Transform Stream into Byte Array

0

Good !!

I have a Stream of a ZIP file of approx. 450 Mb, and I need to convert it to an array of bytes. To do this, MemoryStream (System.IO.MemoryStream) is used by default, it follows the code I used:

Stream receiveStream = response.GetResponseStream();

using (MemoryStream ms = new MemoryStream())
{
    receiveStream.CopyTo(ms);
    byte[] dadosArquivo = ms.ToArray();
}
return dadosArquivo;

The problem is that when using the CopyTo method, an exception of type OutOfMemoryException occurs. From the tests I've done, the MemoryStream limitation is approx. 256 Mb of Stream size.

Some extra info:

  • This Stream I get via response from an Http request (HttpWebResponse);
  • I use MemoryStream to do this parse, because it was the only form I found in my searches.
  • In relation to memory, I'm using a machine with 6Gb of RAM, I did the same test on another 8Gb machine and the limitation of MemoryStream is the same.
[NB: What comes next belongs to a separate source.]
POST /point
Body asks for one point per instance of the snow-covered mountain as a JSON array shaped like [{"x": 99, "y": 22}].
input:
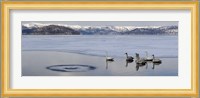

The error StackTrace follows:

System.OutOfMemoryException was caught HResult=-2147024882
  Message=Exceção do tipo 'System.OutOfMemoryException' foi acionada.
  Source=mscorlib
  StackTrace:
       em System.IO.MemoryStream.set_Capacity(Int32 value)
       em System.IO.MemoryStream.EnsureCapacity(Int32 value)
       em System.IO.MemoryStream.Write(Byte[] buffer, Int32 offset, Int32 count)
       em System.IO.Stream.InternalCopyTo(Stream destination, Int32 bufferSize)
       em System.IO.Stream.CopyTo(Stream destination)
       em HiperPdvLibrary.Integracao.Api.ApiRequest.GetByteRequest(HttpStatusCode& status)
  InnerException: 

I wonder if anyone has ever had this situation or do you have any other suggestions for doing this conversion, maybe doing this process in parts?

Hugs

    
asked by anonymous 14.07.2015 / 13:18

2 answers

1
The problem is as follows: MemoryStream starts by allocating a small buffer (for example, a 4-byte array), and when the buffer fills, MemoryStream creates a new buffer with twice the size, copy the contents to the new buffer, and discards the old buffer.

Pseudo-code:

void AddByteToMemoryStream(MemoryStream ms, byte b)
{
    if(ms.Length == ms.Capacity)
    {
        var newBuffer = new byte[ms.Buffer.Capacity];
        ms.Buffer = newBuffer;
    }

    ms.Add(b);
}

So when the buffer reaches 256MB, and we try to read one more byte, a new buffer is created with 512MB - that means at the moment at least 768MB. This is not a problem at first.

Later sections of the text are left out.